What is the value of MTTF?
Looking at our MTTF for the light bulbs, we can see right away you’re going to need to switch brands, which is really all you can ever do when you have a low MTTF. You can only improve your results by buying better quality products. Mean TTF is the “you get what you pay for” metric.
MTTF also helps you better manage inventory. If you decide to stay with these awful light bulbs, at least you’ll know to keep a lot of them in onsite inventory. Later, if you decide to switch to a better bulb, you know you can reduce carrying costs by keeping fewer of them around.
But sometimes the real power of MTTF is what it can tell you about the reliability of bigger, more complex assets.
In fact, the MTTF for a small part inside a large asset can have a huge effect on that asset’s reliability. Think about your car. What happens when one of the interior lights burns out? Aside from some minor inconvenience, nothing.
But what about the fan belt? Like the light, it falls under the MTTF metric because it can’t be fixed, only replaced.
You can only really start to use failure metrics once you have a rock-solid data-collection system in place. Luckily, the easiest way to do that is with equipment maintenance software or work order software.

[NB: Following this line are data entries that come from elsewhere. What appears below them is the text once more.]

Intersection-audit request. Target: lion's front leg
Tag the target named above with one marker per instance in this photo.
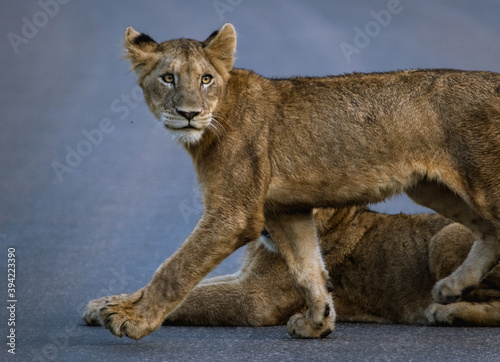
(92, 312)
(295, 238)
(142, 312)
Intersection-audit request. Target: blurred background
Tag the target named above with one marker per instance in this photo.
(94, 194)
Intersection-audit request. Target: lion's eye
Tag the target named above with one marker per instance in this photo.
(168, 78)
(207, 78)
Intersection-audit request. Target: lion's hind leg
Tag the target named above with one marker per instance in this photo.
(295, 238)
(485, 314)
(261, 293)
(485, 251)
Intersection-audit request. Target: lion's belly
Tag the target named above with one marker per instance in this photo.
(336, 189)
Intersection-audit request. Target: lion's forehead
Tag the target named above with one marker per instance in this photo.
(189, 66)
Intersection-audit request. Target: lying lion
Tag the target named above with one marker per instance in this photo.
(269, 151)
(382, 268)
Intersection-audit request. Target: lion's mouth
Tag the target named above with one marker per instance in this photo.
(185, 128)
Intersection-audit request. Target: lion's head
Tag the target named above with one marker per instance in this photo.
(183, 79)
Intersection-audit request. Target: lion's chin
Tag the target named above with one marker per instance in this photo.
(187, 135)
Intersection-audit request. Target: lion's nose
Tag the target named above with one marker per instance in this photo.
(188, 115)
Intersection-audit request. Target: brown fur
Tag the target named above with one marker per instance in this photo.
(382, 268)
(269, 151)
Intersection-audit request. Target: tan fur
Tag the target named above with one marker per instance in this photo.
(269, 151)
(382, 268)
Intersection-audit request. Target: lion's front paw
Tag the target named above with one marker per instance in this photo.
(92, 312)
(300, 326)
(130, 317)
(445, 292)
(437, 314)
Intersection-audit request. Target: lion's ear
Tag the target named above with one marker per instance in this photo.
(140, 48)
(221, 45)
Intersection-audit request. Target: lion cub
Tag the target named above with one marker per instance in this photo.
(382, 268)
(269, 151)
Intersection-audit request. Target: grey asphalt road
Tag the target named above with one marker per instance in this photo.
(94, 195)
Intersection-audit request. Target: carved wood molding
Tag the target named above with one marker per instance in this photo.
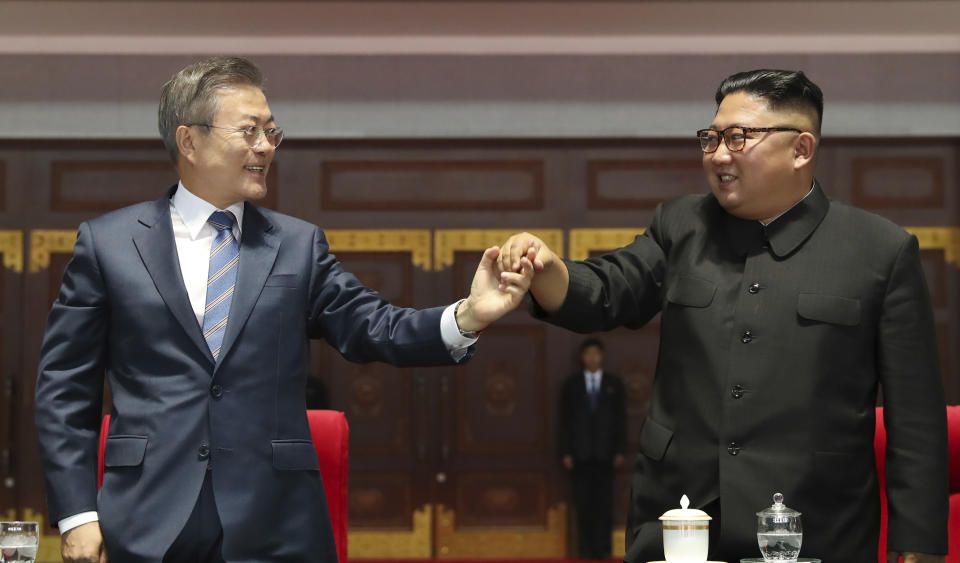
(11, 246)
(944, 238)
(510, 543)
(414, 241)
(44, 242)
(585, 241)
(448, 241)
(394, 198)
(388, 544)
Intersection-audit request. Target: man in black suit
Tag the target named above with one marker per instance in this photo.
(783, 314)
(592, 437)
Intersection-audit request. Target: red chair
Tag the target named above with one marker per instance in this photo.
(330, 438)
(953, 439)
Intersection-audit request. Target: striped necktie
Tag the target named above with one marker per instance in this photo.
(221, 279)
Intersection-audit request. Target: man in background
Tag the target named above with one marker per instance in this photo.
(783, 314)
(592, 440)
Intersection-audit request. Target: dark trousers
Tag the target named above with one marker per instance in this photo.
(593, 495)
(202, 536)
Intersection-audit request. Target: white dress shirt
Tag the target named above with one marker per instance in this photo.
(194, 236)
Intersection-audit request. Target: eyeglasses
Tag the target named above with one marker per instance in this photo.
(251, 134)
(734, 137)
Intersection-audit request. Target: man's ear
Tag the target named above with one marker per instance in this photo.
(804, 150)
(185, 143)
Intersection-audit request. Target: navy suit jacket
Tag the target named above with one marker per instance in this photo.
(123, 313)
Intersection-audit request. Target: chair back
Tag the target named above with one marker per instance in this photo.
(953, 441)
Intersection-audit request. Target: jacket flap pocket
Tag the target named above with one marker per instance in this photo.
(281, 280)
(692, 292)
(124, 451)
(654, 439)
(294, 455)
(829, 309)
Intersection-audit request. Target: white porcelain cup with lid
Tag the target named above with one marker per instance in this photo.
(686, 534)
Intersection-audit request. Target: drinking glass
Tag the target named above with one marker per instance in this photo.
(18, 541)
(779, 532)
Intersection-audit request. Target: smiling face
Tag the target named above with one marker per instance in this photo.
(773, 171)
(219, 165)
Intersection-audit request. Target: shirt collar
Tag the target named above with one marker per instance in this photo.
(195, 211)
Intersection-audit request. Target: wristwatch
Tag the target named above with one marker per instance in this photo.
(464, 333)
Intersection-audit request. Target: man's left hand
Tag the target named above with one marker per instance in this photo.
(911, 557)
(493, 294)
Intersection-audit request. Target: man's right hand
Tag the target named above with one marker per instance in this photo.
(83, 544)
(551, 279)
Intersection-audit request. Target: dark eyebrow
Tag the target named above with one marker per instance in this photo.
(715, 128)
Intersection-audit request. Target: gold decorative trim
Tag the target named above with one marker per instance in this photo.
(946, 238)
(584, 241)
(449, 241)
(414, 241)
(11, 246)
(49, 549)
(44, 242)
(501, 543)
(388, 544)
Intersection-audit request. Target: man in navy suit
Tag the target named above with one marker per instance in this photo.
(199, 308)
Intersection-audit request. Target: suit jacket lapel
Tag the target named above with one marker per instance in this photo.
(258, 251)
(158, 250)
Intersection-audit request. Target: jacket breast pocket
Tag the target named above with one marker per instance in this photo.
(691, 292)
(294, 455)
(124, 451)
(654, 439)
(282, 280)
(829, 309)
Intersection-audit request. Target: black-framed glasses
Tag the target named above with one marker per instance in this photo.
(251, 133)
(734, 137)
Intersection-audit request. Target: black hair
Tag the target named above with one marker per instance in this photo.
(590, 343)
(780, 88)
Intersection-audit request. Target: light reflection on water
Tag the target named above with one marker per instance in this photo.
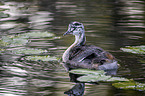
(108, 24)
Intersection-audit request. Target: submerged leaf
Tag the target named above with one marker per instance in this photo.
(130, 85)
(41, 58)
(28, 51)
(87, 71)
(93, 78)
(134, 49)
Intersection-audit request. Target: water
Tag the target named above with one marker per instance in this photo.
(109, 24)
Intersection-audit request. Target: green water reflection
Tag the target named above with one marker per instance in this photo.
(110, 24)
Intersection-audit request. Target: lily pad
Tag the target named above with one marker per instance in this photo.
(93, 78)
(41, 58)
(117, 79)
(12, 41)
(130, 85)
(37, 34)
(134, 49)
(28, 51)
(87, 71)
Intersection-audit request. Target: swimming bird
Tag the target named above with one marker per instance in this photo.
(80, 55)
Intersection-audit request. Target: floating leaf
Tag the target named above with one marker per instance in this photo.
(87, 71)
(130, 85)
(117, 79)
(93, 78)
(37, 34)
(40, 58)
(28, 51)
(134, 49)
(12, 41)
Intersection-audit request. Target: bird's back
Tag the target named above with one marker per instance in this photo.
(88, 56)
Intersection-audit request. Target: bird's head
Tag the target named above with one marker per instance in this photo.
(75, 28)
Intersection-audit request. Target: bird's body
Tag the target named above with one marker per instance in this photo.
(79, 55)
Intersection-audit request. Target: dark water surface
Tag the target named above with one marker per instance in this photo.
(110, 24)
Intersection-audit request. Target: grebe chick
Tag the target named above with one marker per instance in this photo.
(79, 55)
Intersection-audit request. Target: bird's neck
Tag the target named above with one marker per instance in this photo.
(79, 41)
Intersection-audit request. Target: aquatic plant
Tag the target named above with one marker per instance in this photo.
(134, 49)
(28, 51)
(99, 76)
(40, 58)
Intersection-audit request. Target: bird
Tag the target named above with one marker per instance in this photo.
(80, 55)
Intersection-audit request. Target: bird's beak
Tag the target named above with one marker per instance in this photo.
(69, 31)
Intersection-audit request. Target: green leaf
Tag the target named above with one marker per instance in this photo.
(28, 51)
(41, 58)
(117, 79)
(36, 34)
(130, 85)
(134, 49)
(12, 41)
(86, 71)
(93, 78)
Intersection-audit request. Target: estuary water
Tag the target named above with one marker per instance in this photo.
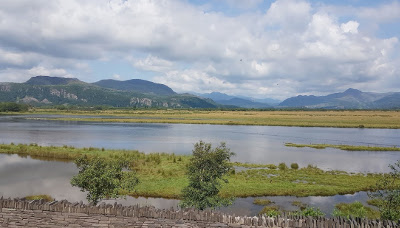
(23, 176)
(253, 144)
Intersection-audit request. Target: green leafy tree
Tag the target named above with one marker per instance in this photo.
(103, 178)
(206, 171)
(387, 193)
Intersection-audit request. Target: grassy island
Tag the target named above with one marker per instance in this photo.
(163, 175)
(342, 119)
(344, 147)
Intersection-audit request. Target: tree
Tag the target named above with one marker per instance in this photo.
(387, 193)
(205, 172)
(103, 179)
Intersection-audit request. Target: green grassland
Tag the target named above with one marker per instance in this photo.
(344, 147)
(342, 119)
(163, 175)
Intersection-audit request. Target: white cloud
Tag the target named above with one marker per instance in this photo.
(381, 14)
(153, 63)
(117, 76)
(350, 27)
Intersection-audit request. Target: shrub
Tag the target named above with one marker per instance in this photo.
(270, 211)
(309, 211)
(355, 209)
(263, 202)
(386, 193)
(282, 166)
(294, 166)
(205, 171)
(102, 178)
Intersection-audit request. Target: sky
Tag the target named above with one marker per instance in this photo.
(255, 48)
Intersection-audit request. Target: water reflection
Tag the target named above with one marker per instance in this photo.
(20, 177)
(254, 144)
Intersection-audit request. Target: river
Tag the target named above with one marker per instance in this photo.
(254, 144)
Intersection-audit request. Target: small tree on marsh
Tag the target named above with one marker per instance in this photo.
(387, 193)
(103, 178)
(205, 172)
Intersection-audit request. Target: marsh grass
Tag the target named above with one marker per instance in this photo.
(46, 198)
(163, 175)
(374, 202)
(299, 204)
(356, 210)
(343, 119)
(270, 211)
(344, 147)
(263, 202)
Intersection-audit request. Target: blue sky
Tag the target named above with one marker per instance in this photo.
(264, 49)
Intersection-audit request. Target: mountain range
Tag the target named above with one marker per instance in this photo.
(243, 102)
(46, 90)
(349, 99)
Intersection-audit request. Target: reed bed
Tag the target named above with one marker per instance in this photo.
(339, 119)
(163, 175)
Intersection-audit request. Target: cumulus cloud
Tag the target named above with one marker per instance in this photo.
(292, 47)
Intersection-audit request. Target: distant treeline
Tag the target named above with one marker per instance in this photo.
(13, 107)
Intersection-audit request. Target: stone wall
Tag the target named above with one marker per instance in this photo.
(37, 213)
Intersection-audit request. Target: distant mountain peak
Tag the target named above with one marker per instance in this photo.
(48, 80)
(352, 91)
(138, 85)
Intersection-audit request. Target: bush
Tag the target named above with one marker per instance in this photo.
(282, 166)
(356, 209)
(103, 179)
(205, 172)
(309, 211)
(294, 166)
(386, 193)
(263, 202)
(270, 211)
(13, 107)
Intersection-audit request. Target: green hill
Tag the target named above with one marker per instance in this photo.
(39, 91)
(138, 85)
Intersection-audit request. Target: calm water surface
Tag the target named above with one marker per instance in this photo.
(20, 177)
(253, 144)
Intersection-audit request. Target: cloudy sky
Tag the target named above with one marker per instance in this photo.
(265, 49)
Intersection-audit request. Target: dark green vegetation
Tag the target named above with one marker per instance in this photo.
(345, 147)
(51, 91)
(206, 169)
(263, 202)
(103, 179)
(309, 211)
(163, 175)
(13, 107)
(46, 198)
(386, 195)
(270, 211)
(349, 99)
(355, 210)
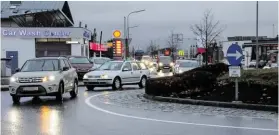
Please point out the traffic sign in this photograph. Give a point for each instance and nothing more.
(234, 55)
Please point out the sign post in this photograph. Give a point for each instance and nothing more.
(234, 57)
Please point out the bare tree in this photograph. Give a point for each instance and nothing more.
(208, 30)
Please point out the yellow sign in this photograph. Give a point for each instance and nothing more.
(116, 34)
(181, 52)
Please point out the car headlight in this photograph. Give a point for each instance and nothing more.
(104, 76)
(13, 79)
(49, 78)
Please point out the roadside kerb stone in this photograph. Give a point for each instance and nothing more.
(214, 103)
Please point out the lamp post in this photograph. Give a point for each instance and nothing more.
(128, 34)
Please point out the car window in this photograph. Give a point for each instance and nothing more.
(128, 66)
(66, 63)
(40, 65)
(142, 66)
(135, 66)
(79, 60)
(62, 64)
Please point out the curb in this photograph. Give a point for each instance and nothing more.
(213, 103)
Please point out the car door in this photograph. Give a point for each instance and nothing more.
(126, 75)
(64, 75)
(70, 74)
(136, 72)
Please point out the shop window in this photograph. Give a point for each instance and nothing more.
(41, 39)
(53, 39)
(82, 50)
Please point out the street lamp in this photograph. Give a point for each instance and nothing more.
(128, 34)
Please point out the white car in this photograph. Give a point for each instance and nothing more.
(185, 65)
(49, 76)
(117, 74)
(98, 61)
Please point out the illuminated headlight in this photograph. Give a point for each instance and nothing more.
(13, 79)
(104, 76)
(85, 77)
(49, 78)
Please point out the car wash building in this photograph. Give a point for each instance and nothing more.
(32, 29)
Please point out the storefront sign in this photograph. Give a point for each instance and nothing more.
(46, 33)
(97, 47)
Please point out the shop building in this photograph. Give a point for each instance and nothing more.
(32, 29)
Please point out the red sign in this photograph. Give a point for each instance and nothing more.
(97, 47)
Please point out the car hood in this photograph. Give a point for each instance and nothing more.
(35, 74)
(185, 68)
(102, 72)
(87, 66)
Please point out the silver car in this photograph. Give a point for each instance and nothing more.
(185, 65)
(117, 74)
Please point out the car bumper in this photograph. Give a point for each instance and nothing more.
(97, 82)
(42, 89)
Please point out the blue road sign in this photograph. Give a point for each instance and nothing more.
(234, 55)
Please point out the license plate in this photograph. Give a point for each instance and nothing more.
(30, 88)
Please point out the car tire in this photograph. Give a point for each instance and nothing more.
(59, 96)
(16, 99)
(90, 87)
(116, 85)
(74, 92)
(142, 83)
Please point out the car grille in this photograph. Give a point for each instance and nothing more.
(30, 80)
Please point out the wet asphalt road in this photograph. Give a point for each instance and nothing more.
(126, 112)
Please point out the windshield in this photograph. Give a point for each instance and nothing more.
(111, 66)
(40, 65)
(79, 60)
(188, 64)
(100, 61)
(165, 60)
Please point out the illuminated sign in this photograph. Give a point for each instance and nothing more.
(116, 34)
(97, 47)
(44, 32)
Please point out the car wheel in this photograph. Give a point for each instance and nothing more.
(142, 83)
(116, 84)
(90, 87)
(59, 96)
(74, 92)
(16, 99)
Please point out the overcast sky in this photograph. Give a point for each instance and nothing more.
(160, 18)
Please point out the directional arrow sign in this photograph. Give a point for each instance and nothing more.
(234, 55)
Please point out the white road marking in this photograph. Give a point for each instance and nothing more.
(87, 101)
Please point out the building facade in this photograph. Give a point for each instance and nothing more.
(32, 29)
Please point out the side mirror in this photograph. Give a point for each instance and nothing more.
(125, 69)
(65, 68)
(17, 70)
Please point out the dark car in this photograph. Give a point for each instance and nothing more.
(82, 65)
(165, 63)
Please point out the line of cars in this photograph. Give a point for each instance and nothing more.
(55, 76)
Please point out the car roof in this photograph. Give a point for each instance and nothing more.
(45, 58)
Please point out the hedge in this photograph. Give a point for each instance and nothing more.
(213, 83)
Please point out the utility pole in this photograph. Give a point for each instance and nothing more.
(257, 38)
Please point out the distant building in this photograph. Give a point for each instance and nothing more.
(32, 29)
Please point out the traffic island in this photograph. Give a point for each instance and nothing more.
(211, 85)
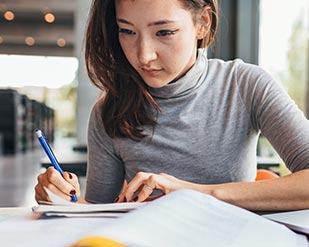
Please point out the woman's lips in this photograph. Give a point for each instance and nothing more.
(151, 72)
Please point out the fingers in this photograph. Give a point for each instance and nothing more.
(141, 187)
(63, 187)
(143, 184)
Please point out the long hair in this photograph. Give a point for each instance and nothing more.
(128, 106)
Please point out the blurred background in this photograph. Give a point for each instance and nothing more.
(43, 82)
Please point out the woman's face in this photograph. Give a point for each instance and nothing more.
(158, 37)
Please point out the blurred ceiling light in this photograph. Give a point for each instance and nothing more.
(30, 41)
(9, 15)
(61, 42)
(49, 17)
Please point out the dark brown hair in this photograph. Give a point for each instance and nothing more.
(128, 106)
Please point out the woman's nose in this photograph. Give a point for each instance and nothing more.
(146, 51)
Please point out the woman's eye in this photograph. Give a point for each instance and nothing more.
(125, 31)
(166, 32)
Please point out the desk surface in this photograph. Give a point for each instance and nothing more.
(182, 218)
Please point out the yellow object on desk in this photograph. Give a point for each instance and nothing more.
(94, 241)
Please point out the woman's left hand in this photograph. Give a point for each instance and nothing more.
(143, 184)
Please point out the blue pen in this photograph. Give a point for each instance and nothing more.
(51, 155)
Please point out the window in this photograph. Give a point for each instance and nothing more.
(284, 50)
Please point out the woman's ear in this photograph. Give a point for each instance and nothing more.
(204, 22)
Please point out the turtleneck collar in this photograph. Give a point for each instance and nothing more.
(186, 83)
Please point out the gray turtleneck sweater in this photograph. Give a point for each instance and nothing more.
(206, 133)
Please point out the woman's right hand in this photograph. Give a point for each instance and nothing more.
(63, 186)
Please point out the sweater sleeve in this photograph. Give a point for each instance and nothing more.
(277, 116)
(105, 170)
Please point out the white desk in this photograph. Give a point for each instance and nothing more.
(19, 227)
(182, 219)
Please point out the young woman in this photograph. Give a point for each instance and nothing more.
(172, 119)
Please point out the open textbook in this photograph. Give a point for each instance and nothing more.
(189, 218)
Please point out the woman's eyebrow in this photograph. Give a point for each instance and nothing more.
(154, 23)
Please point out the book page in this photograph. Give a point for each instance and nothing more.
(61, 207)
(297, 220)
(189, 218)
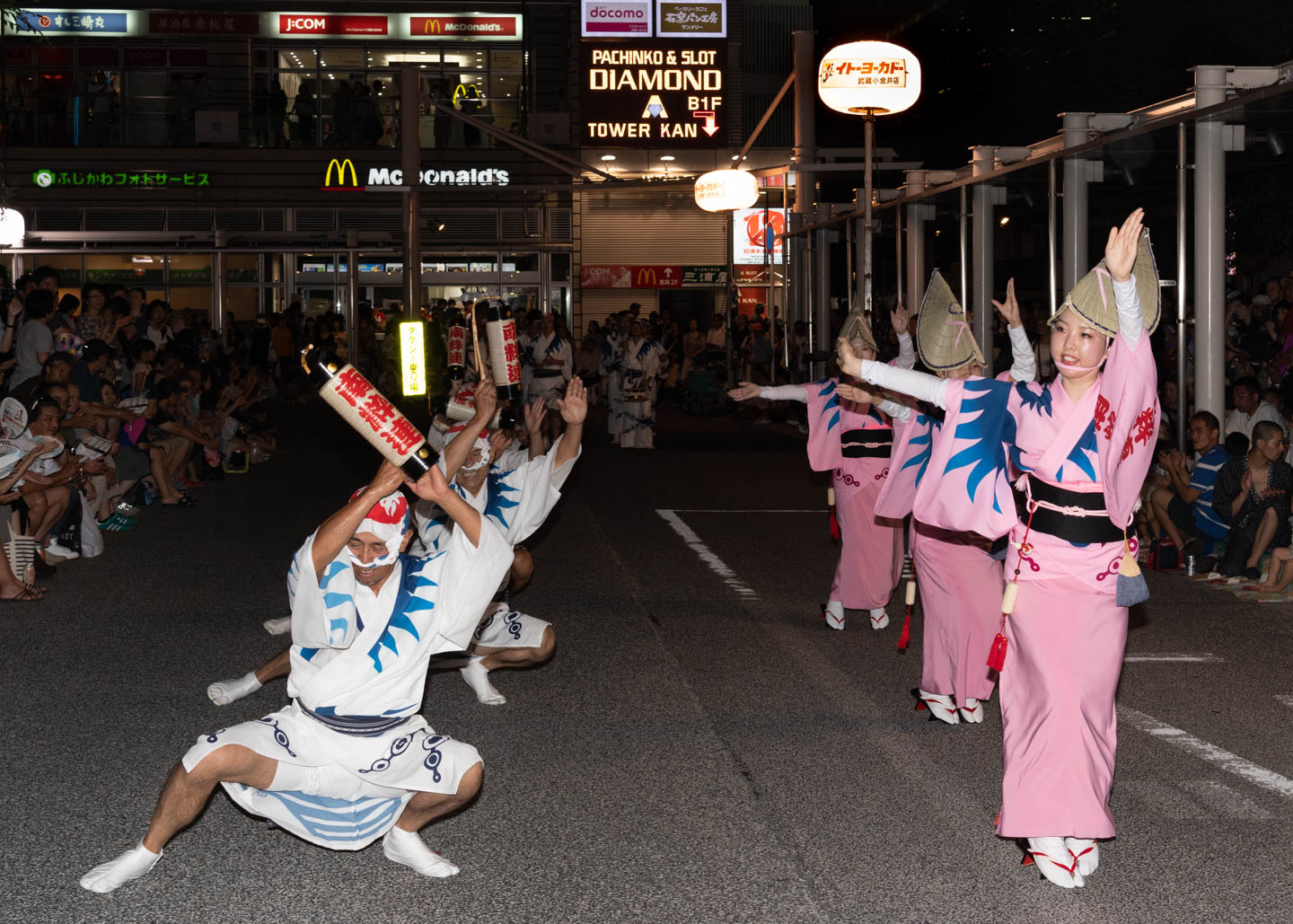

If you don’t have a CMMS yet, now’s the perfect time to look into getting one. Older versions required huge upfront investments in IT infrastructure and licensing contracts. Not only that, the software tended to be hard to learn and temperamental.
But a good CMMS today is easy to learn and easy to use, offering a clean, intuitive interface and go-anywhere accessibility.
Providers use cloud-based computing to make sure your data stays secure. And it’s always your data; good providers are just babysitting it for you; of course, you can have it back whenever you ask for it.